Philippe Couillard a notamment déplu à sa base militante en s’affichant contre l’exploitation des hydrocarbures sur l’île d’Anticosti, estime François Legault. «Il y a des gens au Parti libéral, qui sont là depuis toujours, qui me disent en privé ‘on n’en revient pas que notre gouvernement libéral ne veuille même pas explorer pour voir s’il y a du pétrole à Anticosti’, dit-il. C’est comme si Philippe Couillard, en se drapant de vert, vient un peu de perdre l’ADN du Parti libéral.»

Est-ce que ce désaccord pourrait se traduire par le passage de députés libéraux à la CAQ avant les élections de 2018? «On n’est pas rendus là et je ne veux pas créer d’attentes, mais je sais qu’il y a beaucoup d’insatisfaction chez les députés libéraux», glisse François Legault en entrevue.

«Je ne peux pas dire [qu’ils sont] en réflexion, mais des députés libéraux déçus de Philippe Couillard, oui, il y en a quelques-uns», ajoute-t-il avec un sourire.

François Legault avait déjà affirmé que des députés péquistes songeaient à faire le saut à la CAQ. «Il y en avait et il y en a toujours au moins deux qui sont en réflexion», assure le chef caquiste.

«Il y a des péquistes qui pensent que monsieur Péladeau ne sera pas là [en 2018], donc on suit ça de proche», dit-il.
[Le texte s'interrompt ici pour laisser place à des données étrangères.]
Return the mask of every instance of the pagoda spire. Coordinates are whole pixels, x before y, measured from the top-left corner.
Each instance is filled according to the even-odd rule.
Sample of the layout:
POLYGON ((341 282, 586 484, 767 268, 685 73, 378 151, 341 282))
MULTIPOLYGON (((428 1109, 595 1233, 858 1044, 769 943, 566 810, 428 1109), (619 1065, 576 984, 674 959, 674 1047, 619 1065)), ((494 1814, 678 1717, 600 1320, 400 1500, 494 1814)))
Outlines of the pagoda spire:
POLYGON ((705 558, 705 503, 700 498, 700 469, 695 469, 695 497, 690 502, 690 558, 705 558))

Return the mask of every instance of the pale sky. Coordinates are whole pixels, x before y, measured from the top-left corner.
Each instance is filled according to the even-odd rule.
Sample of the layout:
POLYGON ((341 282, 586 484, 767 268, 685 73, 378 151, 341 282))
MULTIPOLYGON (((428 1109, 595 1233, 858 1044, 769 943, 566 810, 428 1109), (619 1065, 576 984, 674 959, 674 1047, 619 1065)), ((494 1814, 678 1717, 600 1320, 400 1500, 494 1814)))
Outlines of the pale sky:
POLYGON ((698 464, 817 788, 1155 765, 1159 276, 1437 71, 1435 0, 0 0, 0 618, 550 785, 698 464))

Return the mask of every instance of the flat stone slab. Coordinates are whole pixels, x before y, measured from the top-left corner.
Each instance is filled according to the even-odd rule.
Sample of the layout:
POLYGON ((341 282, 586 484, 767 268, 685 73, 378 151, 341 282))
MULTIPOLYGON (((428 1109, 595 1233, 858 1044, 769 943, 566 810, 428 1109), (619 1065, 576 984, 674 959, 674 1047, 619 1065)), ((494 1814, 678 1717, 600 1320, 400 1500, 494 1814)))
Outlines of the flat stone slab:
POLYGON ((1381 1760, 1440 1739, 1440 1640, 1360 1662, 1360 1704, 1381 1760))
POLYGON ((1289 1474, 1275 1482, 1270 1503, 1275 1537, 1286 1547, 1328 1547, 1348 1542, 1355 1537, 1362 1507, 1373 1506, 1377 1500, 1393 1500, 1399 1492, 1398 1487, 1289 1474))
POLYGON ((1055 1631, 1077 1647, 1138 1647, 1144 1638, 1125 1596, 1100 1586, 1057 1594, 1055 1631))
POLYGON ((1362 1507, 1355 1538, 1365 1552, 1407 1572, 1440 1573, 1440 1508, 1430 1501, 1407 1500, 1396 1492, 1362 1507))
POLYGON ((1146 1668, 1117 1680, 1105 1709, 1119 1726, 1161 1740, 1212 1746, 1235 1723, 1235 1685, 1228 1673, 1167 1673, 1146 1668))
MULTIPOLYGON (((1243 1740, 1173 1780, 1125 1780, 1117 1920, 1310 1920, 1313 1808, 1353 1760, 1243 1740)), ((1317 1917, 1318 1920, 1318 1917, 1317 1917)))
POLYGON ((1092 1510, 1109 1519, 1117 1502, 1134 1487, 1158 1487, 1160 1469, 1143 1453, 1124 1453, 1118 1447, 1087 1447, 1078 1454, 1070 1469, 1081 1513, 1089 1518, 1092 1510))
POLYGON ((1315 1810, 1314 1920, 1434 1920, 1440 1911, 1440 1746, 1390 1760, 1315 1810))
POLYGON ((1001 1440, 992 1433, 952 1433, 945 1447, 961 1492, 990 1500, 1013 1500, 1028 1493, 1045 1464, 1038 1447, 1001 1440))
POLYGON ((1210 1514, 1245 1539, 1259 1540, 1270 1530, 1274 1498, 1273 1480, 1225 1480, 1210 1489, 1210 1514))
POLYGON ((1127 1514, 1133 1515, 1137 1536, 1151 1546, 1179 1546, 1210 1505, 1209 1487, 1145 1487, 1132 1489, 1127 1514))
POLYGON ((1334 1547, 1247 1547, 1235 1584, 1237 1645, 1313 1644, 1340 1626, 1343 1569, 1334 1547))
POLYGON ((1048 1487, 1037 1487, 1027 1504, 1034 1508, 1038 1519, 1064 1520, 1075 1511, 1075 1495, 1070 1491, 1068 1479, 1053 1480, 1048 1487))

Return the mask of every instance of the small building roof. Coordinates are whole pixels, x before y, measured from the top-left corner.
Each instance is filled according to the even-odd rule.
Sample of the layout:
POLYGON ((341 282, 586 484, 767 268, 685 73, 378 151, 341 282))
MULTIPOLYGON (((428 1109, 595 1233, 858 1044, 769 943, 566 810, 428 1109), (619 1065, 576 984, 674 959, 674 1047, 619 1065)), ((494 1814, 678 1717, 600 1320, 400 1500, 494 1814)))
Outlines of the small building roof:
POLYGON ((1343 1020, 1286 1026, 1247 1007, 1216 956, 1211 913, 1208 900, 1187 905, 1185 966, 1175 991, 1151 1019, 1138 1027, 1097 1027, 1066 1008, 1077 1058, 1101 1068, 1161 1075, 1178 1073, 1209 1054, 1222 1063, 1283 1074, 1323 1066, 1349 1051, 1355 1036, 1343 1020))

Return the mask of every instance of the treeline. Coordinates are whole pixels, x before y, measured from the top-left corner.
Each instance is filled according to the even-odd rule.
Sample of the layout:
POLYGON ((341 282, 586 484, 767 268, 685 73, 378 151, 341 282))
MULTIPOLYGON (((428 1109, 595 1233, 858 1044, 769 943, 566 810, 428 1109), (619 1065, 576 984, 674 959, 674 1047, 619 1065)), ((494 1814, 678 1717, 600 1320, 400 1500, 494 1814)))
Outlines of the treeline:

Si le chef péquiste quitte, les députés hésitants pourraient faire le saut à la CAQ, croit François Legault.

Jamais d’alliance avec le PQ

Fin mars, un sondage Léger / Le Journal-Le Devoir démontrait qu’une alliance entre le PQ et la CAQ obtiendrait 40% des intentions de vote et délogerait les libéraux aux prochaines élections. Malgré tout, François Legault refuse d’envisager une telle option. «C’est complètement de la fabulation», lance-t-il.

La CAQ a dévoilé sa plateforme nationaliste en novembre dernier. Il s’agit d’un projet «à l’intérieur du Canada», souligne François Legault, alors que le PQ souhaite l’indépendance du Québec.

«Donc, il n’y aura jamais d’alliance, quelle qu’elle soit, avec le Parti québécois», tranche-t-il.

Après avoir connu une année 2015 difficile, le chef caquiste estime maintenant que son parti sera en mesure de mettre fin au «monopole libéral» aux prochaines élections. «Monsieur Couillard n’a pas réussi à poser des gestes forts pour se distinguer de l’époque du régime de Jean Charest, estime-t-il. Donc, tout est en place pour un grand changement en 2018. Et je suis plus confiant que jamais que la CAQ est au bon endroit, au bon moment.»